Lots of floral aromatic impact from this nose. Mouth-filling again, a little accent from the tannin here but nothing dry, rather composed before a finish that resembles the BJV for its extra energy – there’s more scale her though. Lovely!
2018 Morgon Grand Cras
Just under 3 hectares of vines. Here is clay, it’s a harder soil to work, a little limestone in the mix too, part is less sunny. , the last was very granitic.
Here’s a beautiful nose – plenty of volume, floral accented – this is a fine invitation. More drive, more vibrantly flavoured. Depth of flavour too – this I find excellent – with a little structure that wasn’t visible in the Charmes. Excellent wine!
2018 Morgon Côte du Py
‘This is a cuvée that I think representative of what I try to do – there’s over 6 hectares of vines represented here – with context, richness and depth, and the touch of fruit – each parcel providing the different component – vines 45-65 yo old – I’m lucky to have them!’
An airy nose – of minerals of fainter flowers – that’s a fine invitation. A punch – there’s power, there’s impact here. Full, slowly melting with mouth-watering flavour. That’s a super and persistent flavour in the finish. Excellent too – I slightly prefer the Cras today – but that’s style nor quality.
This lower on the slope. All large-format barrels for elevage, older barrels.
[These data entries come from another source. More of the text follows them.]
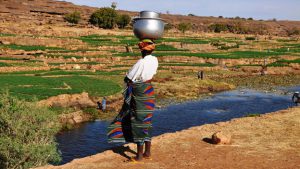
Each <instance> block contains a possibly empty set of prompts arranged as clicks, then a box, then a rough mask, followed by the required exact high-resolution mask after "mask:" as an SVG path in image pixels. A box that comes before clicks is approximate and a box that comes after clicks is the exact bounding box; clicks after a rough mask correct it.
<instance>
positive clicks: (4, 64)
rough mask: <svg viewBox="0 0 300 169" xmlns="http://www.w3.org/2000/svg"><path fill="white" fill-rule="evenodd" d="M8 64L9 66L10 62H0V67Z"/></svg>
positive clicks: (6, 66)
mask: <svg viewBox="0 0 300 169" xmlns="http://www.w3.org/2000/svg"><path fill="white" fill-rule="evenodd" d="M9 66H11V64H8V63H5V62H0V67H9Z"/></svg>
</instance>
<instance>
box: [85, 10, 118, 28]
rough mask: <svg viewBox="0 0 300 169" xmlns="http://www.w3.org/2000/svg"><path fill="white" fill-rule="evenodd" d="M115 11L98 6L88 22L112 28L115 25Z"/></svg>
mask: <svg viewBox="0 0 300 169" xmlns="http://www.w3.org/2000/svg"><path fill="white" fill-rule="evenodd" d="M117 16H118V14H117V12H116V11H115V10H114V9H112V8H100V9H98V10H97V11H96V12H94V13H93V14H92V15H91V17H90V20H89V22H90V23H91V24H93V25H95V26H98V27H100V28H104V29H112V28H114V26H115V25H116V21H117Z"/></svg>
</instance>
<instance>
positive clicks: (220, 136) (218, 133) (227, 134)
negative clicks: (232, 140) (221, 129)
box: [212, 131, 231, 144]
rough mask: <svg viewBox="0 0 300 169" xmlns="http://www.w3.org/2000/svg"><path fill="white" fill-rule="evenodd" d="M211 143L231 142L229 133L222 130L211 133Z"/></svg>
mask: <svg viewBox="0 0 300 169" xmlns="http://www.w3.org/2000/svg"><path fill="white" fill-rule="evenodd" d="M212 143H213V144H230V143H231V135H230V134H227V133H224V132H221V131H219V132H216V133H215V134H213V135H212Z"/></svg>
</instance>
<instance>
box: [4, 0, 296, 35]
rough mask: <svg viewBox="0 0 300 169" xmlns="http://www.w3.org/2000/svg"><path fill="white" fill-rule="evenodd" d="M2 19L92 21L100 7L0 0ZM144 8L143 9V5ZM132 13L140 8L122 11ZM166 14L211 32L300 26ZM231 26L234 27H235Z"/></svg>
mask: <svg viewBox="0 0 300 169" xmlns="http://www.w3.org/2000/svg"><path fill="white" fill-rule="evenodd" d="M0 1H1V3H0V23H1V22H2V23H4V22H19V21H23V22H24V21H28V22H31V23H32V24H39V25H41V24H49V23H50V24H63V23H65V22H64V19H63V16H64V15H65V14H67V13H70V12H73V11H80V12H81V14H82V17H83V20H82V22H81V23H80V24H81V25H87V24H88V18H89V16H90V15H91V14H92V13H93V12H94V11H95V10H97V8H95V7H88V6H79V5H74V4H73V3H70V2H63V1H54V0H0ZM141 10H142V9H141ZM118 12H119V13H126V14H129V15H130V16H136V15H138V13H137V12H130V11H118ZM162 18H164V19H165V20H166V21H167V22H168V23H169V24H170V25H173V26H174V27H177V25H178V24H179V23H181V22H186V23H191V24H192V30H193V31H195V32H198V31H199V32H210V31H212V29H213V26H212V25H221V26H225V27H226V29H227V27H228V28H229V29H228V30H229V31H231V32H234V33H246V34H264V35H278V36H287V35H289V34H291V32H293V31H295V30H300V21H274V20H272V21H256V20H251V19H250V20H248V19H243V18H231V19H228V18H222V17H220V18H216V17H201V16H183V15H167V14H163V15H162ZM231 28H234V29H233V30H231Z"/></svg>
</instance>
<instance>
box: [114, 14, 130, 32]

A bigger nose, different, softer from the barrels, perhaps. Wide, a wine with energy, a touch of dark chocolate, supple, and absolutely gorgeous finishing – easily the greatest here, the start less interesting than Cras for me but the finish is that of grand vin.
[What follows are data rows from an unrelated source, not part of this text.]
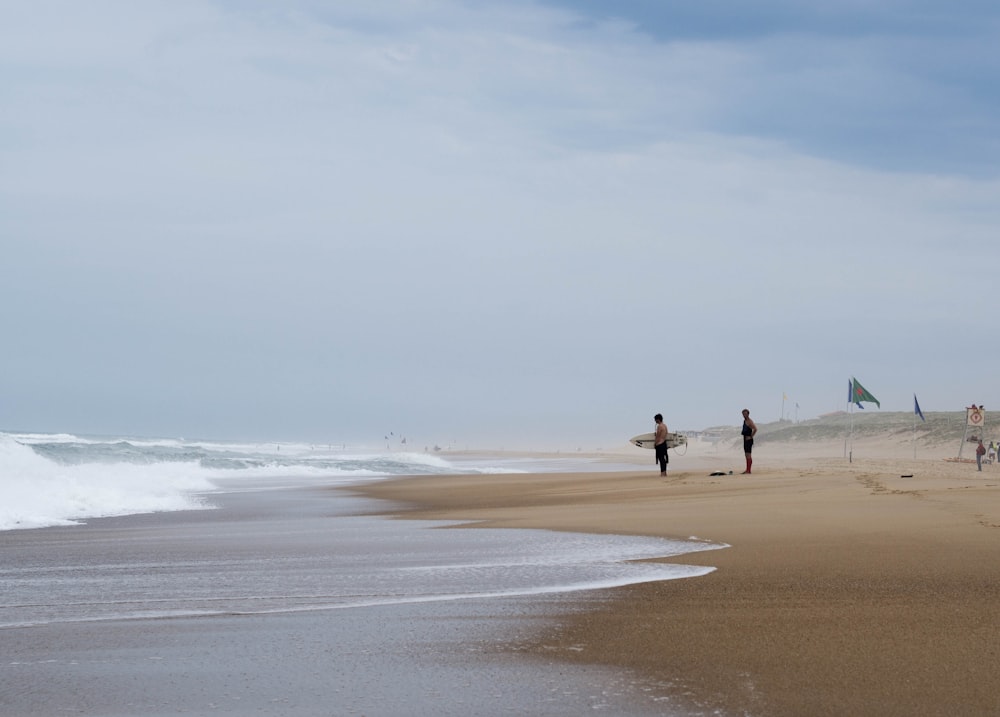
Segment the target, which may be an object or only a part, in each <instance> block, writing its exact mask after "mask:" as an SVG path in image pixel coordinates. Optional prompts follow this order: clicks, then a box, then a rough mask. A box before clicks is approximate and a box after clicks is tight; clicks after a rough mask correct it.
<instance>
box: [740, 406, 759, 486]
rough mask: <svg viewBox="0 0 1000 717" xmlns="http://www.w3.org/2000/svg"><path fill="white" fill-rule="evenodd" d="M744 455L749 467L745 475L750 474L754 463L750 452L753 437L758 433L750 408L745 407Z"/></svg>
mask: <svg viewBox="0 0 1000 717" xmlns="http://www.w3.org/2000/svg"><path fill="white" fill-rule="evenodd" d="M742 433H743V455H745V456H746V458H747V469H746V470H745V471H743V475H745V476H747V475H750V466H752V465H753V458H752V457H751V456H750V453H751V452H752V451H753V437H754V435H756V433H757V424H756V423H754V422H753V419H752V418H750V409H749V408H744V409H743V431H742Z"/></svg>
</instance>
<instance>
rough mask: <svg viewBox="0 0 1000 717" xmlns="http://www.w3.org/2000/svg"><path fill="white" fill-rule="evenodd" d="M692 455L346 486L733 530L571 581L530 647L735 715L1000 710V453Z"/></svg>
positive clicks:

This from the summit of the hill – all the rest of the elevage is exactly the same as the last – to the day, only the origin is different, even the vines were planted in the same year – 1965.
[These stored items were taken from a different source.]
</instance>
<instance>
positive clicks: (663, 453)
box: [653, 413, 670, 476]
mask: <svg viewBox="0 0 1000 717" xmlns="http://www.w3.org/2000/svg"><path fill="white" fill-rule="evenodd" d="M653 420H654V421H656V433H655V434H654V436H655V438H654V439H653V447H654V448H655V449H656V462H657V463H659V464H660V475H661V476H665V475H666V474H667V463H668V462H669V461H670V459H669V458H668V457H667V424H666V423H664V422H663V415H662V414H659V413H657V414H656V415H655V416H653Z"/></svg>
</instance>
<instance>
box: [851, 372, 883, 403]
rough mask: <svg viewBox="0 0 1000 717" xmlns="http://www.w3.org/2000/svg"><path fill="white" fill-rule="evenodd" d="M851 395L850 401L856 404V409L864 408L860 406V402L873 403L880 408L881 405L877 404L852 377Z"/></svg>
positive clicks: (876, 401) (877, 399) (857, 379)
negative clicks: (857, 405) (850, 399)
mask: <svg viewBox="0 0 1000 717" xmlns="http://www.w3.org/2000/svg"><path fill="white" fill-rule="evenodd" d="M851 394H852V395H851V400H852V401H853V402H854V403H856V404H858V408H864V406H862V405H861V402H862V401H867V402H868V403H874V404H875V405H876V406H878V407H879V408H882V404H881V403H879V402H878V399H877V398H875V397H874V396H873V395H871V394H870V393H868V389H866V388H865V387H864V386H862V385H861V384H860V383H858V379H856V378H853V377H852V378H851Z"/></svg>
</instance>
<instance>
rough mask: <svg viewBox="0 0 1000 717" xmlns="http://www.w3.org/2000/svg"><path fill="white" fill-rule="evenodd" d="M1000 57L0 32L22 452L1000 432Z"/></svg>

That’s a deep colour. That’s also a very fine nose of freshness, of delicacy but no lack of material. I like this shape more – a profile that’s more open, more freshly complex, composed yet still with energy – there’s nothing that’s laboured. Holding a very fine finish – not as demonstrably great as the Javernières today but close. Overall a great wine.
A really open nose of freshness and floral complexity. Nicely structural, a touch of tannic texture, great finish again – almost as good as the 18.
Almost a silky aspect to the aroma – wide – more purity of floral. Younger, structural, a little mouth-puckering tannin, but this build into a crescendo of deliciousness. Great finishing bravo – great wine!
2018 Beaujolais Villages Blanc
Vines planted in 2010, in Lantignié – a yellow clay hillside towards Regnié. ‘Here is a good mix of clay – there are not many places here with this soil, normally you have to head south in the Pierre Dorées. I want serious, but from the fruit, I’m not playing with barrels as we don’t really have the terroir for that’ – this 100% tank elevage.’
Sweetness and an airy minerality – plenty of punch from the fruit too. Mineral, layered, a touch saline, in fact, more than a touch. A slight rigour to the minerality but that’s lovely in the finish – very tasty wine.